Now, I honestly haven’t followed the rumor mill surrounding Oswalt and the Astros and what teams are interested, but Oswalt to Texas just makes sense. Oswalt is from the south and moving from Houston to Arlington wouldn’t exactly be a cultural shock for him. Texas needs a starter, especially with Derek Holland and Rich Harden currently on the DL, and Oswalt wants to be moved to a contender, and Texas is just that.

The Braves are another team that I think would be interested in Oswalt, and they also could certainly use a veteran starter in a rotation that continues to run Kenshin Kawakami to the mound every fifth day despite his 0-9 record and 4.78 ERA.

Now the Astros continue to say they won’t trade Oswalt just because he wants to be dealt, but I have a problem believing a team that is 26-44 and going nowhere would stand pat and hold onto an all-star pitcher that obviously wants out of there. I believe they will listen to offers and eventually deal him at the deadline.

The problem with Oswalt going to Atlanta is I’m not sure that Braves are anxious to deal one of their young pitchers or hitting prospects in the minors. The Braves aren’t known to trade their prospects for a one- or two-year pitcher no matter what the reward is. The Rangers, on the other hand, have a plethora of pitching prospects in the farm system (which seems to be a norm for them these days) and could get by with trading them due to the young talent already up to the big league team.

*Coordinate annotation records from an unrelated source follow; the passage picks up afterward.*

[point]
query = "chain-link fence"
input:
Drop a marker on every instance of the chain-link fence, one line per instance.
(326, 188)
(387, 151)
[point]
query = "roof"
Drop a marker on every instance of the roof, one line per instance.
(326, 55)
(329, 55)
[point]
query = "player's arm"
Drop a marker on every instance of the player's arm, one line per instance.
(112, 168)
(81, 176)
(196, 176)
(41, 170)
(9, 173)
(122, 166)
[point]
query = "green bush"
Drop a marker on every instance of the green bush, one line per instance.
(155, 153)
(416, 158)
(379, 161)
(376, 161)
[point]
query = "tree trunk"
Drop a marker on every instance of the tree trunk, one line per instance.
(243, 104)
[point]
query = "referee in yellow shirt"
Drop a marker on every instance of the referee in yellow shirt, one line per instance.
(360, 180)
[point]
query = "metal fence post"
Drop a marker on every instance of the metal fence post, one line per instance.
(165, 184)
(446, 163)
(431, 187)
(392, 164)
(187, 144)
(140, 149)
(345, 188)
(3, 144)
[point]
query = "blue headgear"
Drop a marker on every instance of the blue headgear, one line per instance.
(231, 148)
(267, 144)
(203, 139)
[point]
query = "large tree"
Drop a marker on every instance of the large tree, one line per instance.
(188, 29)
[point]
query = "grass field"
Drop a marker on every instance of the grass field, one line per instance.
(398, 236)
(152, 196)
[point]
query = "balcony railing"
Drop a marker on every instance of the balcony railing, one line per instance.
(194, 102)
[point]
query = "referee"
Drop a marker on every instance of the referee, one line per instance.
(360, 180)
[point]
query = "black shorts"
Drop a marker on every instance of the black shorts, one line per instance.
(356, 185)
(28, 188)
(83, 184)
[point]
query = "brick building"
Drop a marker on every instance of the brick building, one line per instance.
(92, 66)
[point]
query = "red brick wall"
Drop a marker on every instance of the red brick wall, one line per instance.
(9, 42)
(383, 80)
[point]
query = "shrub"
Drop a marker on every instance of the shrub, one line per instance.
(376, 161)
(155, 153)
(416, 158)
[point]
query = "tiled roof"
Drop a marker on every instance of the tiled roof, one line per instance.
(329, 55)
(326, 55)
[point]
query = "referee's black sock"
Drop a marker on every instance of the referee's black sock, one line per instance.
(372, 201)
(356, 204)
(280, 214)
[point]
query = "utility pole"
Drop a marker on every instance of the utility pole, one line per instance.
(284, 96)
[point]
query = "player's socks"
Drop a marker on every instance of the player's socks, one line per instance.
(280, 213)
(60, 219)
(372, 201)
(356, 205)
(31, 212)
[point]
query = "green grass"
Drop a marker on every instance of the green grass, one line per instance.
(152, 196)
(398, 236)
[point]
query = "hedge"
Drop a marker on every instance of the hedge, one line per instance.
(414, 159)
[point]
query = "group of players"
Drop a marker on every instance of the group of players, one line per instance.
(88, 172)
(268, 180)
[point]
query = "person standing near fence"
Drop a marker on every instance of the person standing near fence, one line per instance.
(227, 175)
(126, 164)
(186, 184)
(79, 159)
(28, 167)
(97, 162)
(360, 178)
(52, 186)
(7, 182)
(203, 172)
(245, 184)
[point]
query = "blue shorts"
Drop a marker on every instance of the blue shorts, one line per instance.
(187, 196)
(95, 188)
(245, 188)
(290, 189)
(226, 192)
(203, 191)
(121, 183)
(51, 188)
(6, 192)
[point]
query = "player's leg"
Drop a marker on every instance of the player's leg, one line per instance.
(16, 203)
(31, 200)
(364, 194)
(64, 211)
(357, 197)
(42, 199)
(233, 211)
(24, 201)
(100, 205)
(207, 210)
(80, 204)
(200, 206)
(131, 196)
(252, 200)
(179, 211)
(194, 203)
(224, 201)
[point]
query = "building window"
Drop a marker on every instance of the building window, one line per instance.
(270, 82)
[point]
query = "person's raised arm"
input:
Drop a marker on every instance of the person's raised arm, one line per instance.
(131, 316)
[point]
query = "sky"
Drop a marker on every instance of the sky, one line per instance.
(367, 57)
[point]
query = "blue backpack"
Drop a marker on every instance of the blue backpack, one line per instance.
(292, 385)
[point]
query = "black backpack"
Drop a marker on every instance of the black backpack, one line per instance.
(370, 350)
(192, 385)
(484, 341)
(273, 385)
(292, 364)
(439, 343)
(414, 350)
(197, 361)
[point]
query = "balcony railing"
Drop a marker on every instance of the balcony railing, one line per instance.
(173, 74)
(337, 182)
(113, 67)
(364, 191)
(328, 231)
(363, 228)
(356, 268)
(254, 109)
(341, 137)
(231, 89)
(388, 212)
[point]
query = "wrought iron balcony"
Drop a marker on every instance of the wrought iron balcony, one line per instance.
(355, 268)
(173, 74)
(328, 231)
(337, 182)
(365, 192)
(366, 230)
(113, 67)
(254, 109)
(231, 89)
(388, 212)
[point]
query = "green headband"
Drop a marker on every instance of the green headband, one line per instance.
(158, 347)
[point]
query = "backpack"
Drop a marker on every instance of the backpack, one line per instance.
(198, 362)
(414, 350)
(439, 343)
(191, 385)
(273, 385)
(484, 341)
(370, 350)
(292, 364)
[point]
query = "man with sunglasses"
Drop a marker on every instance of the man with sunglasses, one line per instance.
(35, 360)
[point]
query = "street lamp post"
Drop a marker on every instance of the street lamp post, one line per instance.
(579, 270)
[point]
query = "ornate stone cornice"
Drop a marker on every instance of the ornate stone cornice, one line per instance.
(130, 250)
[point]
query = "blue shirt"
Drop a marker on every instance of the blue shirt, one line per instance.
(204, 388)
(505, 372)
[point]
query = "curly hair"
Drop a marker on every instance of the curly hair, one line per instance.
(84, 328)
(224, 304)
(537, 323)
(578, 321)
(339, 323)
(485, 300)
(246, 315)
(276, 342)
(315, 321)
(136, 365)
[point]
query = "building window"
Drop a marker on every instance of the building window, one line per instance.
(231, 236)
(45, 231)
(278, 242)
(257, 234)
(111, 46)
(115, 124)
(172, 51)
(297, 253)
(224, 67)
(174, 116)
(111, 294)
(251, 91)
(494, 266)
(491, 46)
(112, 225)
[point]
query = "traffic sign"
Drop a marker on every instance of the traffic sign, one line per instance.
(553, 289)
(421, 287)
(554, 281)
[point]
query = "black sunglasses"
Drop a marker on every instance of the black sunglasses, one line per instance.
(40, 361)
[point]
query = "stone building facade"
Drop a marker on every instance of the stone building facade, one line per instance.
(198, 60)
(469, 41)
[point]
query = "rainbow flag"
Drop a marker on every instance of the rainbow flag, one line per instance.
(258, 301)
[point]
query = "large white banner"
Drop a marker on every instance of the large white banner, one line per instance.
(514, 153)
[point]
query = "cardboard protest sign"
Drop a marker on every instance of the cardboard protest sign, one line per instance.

At the end of the day the bottom line for if any deal gets done will be the Astros expectations of the return they will get for Oswalt. They aren’t going to get a Jason Heyward-type prospect back. Oswalt doesn’t exactly have the healthiest past with his back and shoulder, plus he turns 33 this August. They may not even get a top prospect in return, but the fact of the matter is the Astros are going nowhere in 2010 or next season, they need to begin the rebuilding process and dealing Oswalt for multiple mid-level prospects is a start.